Jubert, Hervé. Blanche et le vampire de Paris

Janvier 1873. Paris bruisse de la rumeur étrange qu’un vampire sévit dans la ville. Le commissaire Gaston Loiseau est sur les dents. Un dénommé Philémon de Saint-Auban est retrouvé vidé de son sang, une sangsue posée sur son cadavre. Blanche, la nièce de Loiseau, va sans le savoir mener la même enquête que son oncle. En effet, une jeune blanchisseuse illettrée – Camille – lui demande de lire pour elle un billet qui lui est adressé. Il est signé Philémon de Saint-Auban… qu’elle assure ne pas connaître. Blanche se lance dans une dangereuse aventure où tout le monde cultive le secret…

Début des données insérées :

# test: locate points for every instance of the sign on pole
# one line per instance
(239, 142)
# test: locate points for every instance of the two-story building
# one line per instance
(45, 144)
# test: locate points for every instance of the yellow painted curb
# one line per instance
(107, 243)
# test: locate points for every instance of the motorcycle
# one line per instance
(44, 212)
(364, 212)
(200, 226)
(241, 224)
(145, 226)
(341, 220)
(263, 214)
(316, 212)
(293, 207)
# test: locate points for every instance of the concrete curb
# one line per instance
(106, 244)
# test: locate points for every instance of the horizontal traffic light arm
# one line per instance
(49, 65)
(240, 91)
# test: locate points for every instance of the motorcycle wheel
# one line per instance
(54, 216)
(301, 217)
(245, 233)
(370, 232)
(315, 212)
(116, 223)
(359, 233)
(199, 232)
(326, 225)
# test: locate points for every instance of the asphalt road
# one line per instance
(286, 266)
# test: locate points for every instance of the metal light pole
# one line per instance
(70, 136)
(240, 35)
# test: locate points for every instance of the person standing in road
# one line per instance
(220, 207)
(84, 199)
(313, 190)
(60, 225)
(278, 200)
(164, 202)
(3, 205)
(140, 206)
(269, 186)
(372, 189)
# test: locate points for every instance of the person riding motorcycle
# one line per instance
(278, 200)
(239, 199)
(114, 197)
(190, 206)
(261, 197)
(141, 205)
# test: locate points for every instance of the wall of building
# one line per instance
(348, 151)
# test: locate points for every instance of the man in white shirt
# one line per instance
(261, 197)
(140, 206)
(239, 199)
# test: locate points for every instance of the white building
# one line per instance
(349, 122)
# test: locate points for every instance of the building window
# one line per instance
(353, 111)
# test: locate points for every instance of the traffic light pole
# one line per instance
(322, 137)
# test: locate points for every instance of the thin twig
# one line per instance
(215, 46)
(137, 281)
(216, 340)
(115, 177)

Gaston Loiseau, secondé par le commissaire Arthur Léo, va enquêter sur l’affaire du meurtrier qui laisse ses victimes exsangues, 2 petites traces symétriques sur le cou et, en guise de signature, une sangsue déposée dans le nombril : une sangsue médicinale*.

Pendant ce temps, Blanche mène secrètement son enquête en filant et aidant une mystérieuse blanchisseuse. Blanche aimerait intégrer la police mais son statut de femme du 19ème siècle ne le lui permet pas. Secrètement, elle se passionne pour les plantes vénéneuses dont elle jure devenir une experte.

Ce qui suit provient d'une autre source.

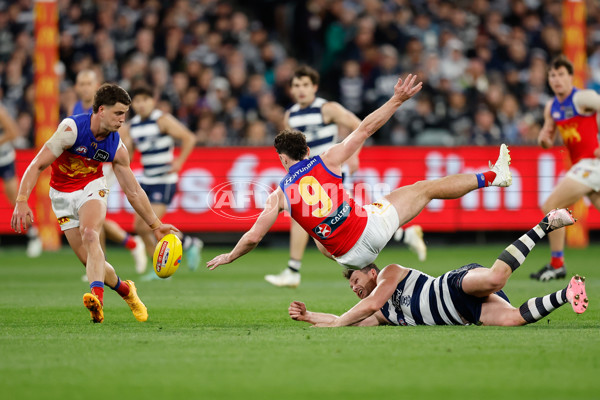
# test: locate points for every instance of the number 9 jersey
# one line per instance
(318, 202)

Toutes les victimes sont retrouvées vidées de leur sang. Aucune trace de ce dernier n’est retrouvée sur les lieux de crimes. Les 2 petites traces symétriques dans le cou font penser à une morsure. Ce rapport au sang et à la morsure donne lieu à une comparaison avec un personnage fantastique : le vampire. Il devient le surnom du meurtrier. A part les descriptions des victimes, nous n’avons pas d’information sur le mode opératoire du tueur. On ne sait pas comment il vide ses victimes, ce qu’il fait du sang, etc. Nous avons quelques précisions concernant l’utilisation et la signification qu’apporte le meurtrier au sang à la fin du roman mais on reste dans le flou concernant le reste de l’intrigue.

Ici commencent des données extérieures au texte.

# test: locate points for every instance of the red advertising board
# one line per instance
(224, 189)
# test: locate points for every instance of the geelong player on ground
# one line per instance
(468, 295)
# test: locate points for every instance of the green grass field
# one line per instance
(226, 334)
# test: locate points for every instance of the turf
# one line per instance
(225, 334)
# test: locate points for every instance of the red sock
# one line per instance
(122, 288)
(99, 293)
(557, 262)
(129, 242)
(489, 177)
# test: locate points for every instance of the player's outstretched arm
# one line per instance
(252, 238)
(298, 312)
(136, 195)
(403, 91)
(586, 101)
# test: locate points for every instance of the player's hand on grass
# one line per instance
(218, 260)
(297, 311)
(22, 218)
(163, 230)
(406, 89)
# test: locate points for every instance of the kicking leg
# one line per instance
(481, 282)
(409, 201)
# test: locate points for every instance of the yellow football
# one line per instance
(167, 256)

Ce roman policier nous présente une intrigue complexe et bien menée qui tient le lecteur en haleine. L’auteur nous dresse un tableau du Paris du 19ème siècle très précis : les monuments, personnages célèbres, les descriptions des personnages et le petit peuple parisien sont clairement évoqués.

Grâce à son style soigné et au vocabulaire recherché, l’auteur nous propulse dans le passé. Les lecteurs, amateurs de style soutenu comportant des pointes d’humour, se régaleront. Ce livre, destiné aux adolescents, fera le bonheur des plus grands également. Pour amateurs de policier aux tendances de thriller historique plutôt que de fantastique comme pourrait nous laisser imaginer le titre.

* La sangsue « Sanguisuga » absorbe le sang après avoir pratiqué une petite incision dans la peau, grâce à trois mâchoires entourant sa bouche. Elle conserve le sang dans son tube digestif qui peut en contenir 55 grammes. Une fois repue, la sangsue relâche sa proie.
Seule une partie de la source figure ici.